DevOps: send metrics and sleep well

Suddenly, at night the bell rings and we will find out that our application is not working. There are 2 hours for his resuscitation ...

Yes, we regularly sent logs to Elasticsearch, inspired by the ideas from the article “Publishing logs to Elasticsearch - life without regular expressions and without logstash” . But to investigate the true cause of the “crash” of the application, we clearly do not have enough data from the jmx bins jvm, jmx of the connection pool with the database, data on the number of file descriptors opened by our process, etc. How could we forget about them !? Late to drink Borjomi ...
')
Of course, we can take process data from nagios, zabbix, collectd or proprietary monitoring systems, but it would be more convenient to have all this data at once in Elasticsearch. This would allow to visualize in kibana and receive alerts based on a single source of events from multiple processes on different nodes in the network. Elasticsearch allows you to index, perform full-text search and horizontally scale data storage by adding new search server processes.

Okay, this time we will dig up the application logs, examine the history of the metrics in our miraculous proprietary monitoring and think up on the basis of this the reason for the fall of the application more plausible. Next time, we will try to collect more information about the operation of our application in a more convenient way to analyze and find out the true reason based on the metrics and events of the application.

I will share with you a recipe how to sleep more at night:

Cooking Elasticsearch and kibana
Send metrics from jvm to Elasticsearch
But what about the application logs?
How to deal with already running jvm processes and where is groovy?

Cooking Elasticsearch and kibana

Let's start with where we will collect metrics. Launch Elasticsearch (ES) server. For example, Elasticsearch in the simplest configuration , which immediately sets the default template for all new indices, so that you can search in kibana using the ready-made Logstash Dashboard. Runs as mvn package . Server nodes find each other using multicast UDP packets and cluster into a matching clusterName. It is clear that the lack of unicast addresses simplifies development life, but in industrial operation it is not worth setting up a cluster like this!

For this example, you can run Elasticsearch using the groovy script ...

java -jar groovy-grape-aether-2.4.5.1.jar elasticsearch-server.groovy

Script elasticsearch-server.groovy:

@Grab(group='org.elasticsearch', module='elasticsearch', version='1.1.1') import org.elasticsearch.common.settings.ImmutableSettings; import org.elasticsearch.node.Node; import org.elasticsearch.node.NodeBuilder; import java.io.InputStream; import java.net.URL; import java.util.concurrent.TimeUnit; int durationInSeconds = args.length == 0 ? 3600 : Integer.parseInt(this.args[0]); String template; InputStream templateStream = new URL("https://raw.githubusercontent.com/logstash-plugins/logstash-output-elasticsearch/master/lib/logstash/outputs/elasticsearch/elasticsearch-template.json").openStream() try{ template = new String(sun.misc.IOUtils.readFully(templateStream, -1, true)); } finally{ templateStream.close() } Node elasticsearchServer = NodeBuilder.nodeBuilder().settings(ImmutableSettings.settingsBuilder().put("http.cors.enabled","true")).clusterName("elasticsearchServer").data(true).build(); Node node = elasticsearchServer.start(); node.client().admin().indices().preparePutTemplate("logstash").setSource(template).get(); System.out.println("ES STARTED"); Thread.sleep(TimeUnit.SECONDS.toMillis(durationInSeconds));

We have a storage for metrics.
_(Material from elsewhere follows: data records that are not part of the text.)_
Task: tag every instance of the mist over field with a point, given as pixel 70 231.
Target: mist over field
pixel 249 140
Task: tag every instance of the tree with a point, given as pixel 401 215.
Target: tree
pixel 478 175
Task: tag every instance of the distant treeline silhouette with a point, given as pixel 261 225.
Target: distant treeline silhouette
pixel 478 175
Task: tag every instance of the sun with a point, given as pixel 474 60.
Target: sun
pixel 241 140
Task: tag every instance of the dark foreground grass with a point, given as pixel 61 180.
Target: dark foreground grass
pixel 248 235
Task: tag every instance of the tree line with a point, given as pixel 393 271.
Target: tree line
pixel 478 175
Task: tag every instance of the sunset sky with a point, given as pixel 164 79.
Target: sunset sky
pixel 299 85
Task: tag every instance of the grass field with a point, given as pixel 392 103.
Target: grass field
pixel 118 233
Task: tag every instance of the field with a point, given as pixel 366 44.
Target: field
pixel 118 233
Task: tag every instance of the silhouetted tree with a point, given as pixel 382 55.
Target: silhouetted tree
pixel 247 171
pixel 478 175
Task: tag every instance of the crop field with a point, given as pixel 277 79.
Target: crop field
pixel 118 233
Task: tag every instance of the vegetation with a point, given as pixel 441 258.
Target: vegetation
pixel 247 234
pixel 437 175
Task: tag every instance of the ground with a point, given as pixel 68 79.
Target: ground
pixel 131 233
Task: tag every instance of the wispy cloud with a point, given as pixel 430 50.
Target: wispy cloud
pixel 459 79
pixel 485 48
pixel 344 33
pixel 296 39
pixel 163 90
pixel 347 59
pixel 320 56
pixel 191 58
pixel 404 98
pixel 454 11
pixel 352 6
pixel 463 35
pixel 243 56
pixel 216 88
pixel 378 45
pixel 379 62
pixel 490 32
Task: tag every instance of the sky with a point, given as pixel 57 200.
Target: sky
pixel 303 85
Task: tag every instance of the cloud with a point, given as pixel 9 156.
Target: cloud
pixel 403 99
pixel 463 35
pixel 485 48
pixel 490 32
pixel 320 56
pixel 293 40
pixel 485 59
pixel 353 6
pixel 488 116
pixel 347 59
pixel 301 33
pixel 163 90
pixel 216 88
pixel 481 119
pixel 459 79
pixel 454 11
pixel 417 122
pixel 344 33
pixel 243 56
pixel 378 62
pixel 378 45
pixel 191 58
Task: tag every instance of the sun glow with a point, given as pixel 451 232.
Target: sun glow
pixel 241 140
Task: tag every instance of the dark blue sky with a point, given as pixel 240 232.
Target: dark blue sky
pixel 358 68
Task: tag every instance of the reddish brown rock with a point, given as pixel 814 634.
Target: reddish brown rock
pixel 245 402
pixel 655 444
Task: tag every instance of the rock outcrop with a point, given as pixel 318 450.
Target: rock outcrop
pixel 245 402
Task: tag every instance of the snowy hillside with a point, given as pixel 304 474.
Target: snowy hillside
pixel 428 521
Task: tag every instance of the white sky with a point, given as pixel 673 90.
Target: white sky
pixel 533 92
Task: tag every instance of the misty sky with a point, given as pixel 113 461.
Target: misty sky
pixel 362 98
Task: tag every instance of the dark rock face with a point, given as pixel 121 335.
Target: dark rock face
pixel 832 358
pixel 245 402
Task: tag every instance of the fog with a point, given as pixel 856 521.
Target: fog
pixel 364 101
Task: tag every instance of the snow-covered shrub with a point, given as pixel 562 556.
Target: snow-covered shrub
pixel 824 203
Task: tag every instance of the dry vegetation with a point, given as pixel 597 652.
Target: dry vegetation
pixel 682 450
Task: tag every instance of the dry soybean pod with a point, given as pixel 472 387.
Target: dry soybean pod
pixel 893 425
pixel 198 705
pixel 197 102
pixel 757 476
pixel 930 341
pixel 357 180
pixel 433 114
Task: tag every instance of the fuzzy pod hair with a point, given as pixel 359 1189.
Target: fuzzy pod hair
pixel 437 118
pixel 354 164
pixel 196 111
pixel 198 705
Now we ’ll connect to it using the Kibana web application and don’t see anything, since no one has yet sent metrics there. You can view the status of the Elasticsearch cluster and connected clients using elasticsearch-HQ , but there are many options for administration consoles and the choice will be to your taste.

A few words about the kibana configuration for this example. In the file kibana-3.1.3 / config.js, you need to replace the property: elasticsearch: " 127.0.0.1 : 9200". After that, the web interface will be able to connect to the elasticsearch server running on the same host by the elasticsearch-server.groovy script or the mvn package command.

Send metrics from jvm to Elasticsearch

All the magic will be done using the AspectJ-Scripting agent. The agent has been modified so that it can be easily inserted into the process using AttachAPI and that it receives the configuration through the agent parameter. Now the agent can be used with a configuration without aspects and it is possible to describe periodically executed tasks.

AspectJ-Scripting will allow us, without recompiling and repacking the application, using the jar file with the aspectj-scripting-1.3-agent.jar agent , the configuration file in the file system (or on the web server) and one additional parameter -javaagent at the start of the JVM, send metrics from all application processes in Elasticsearch.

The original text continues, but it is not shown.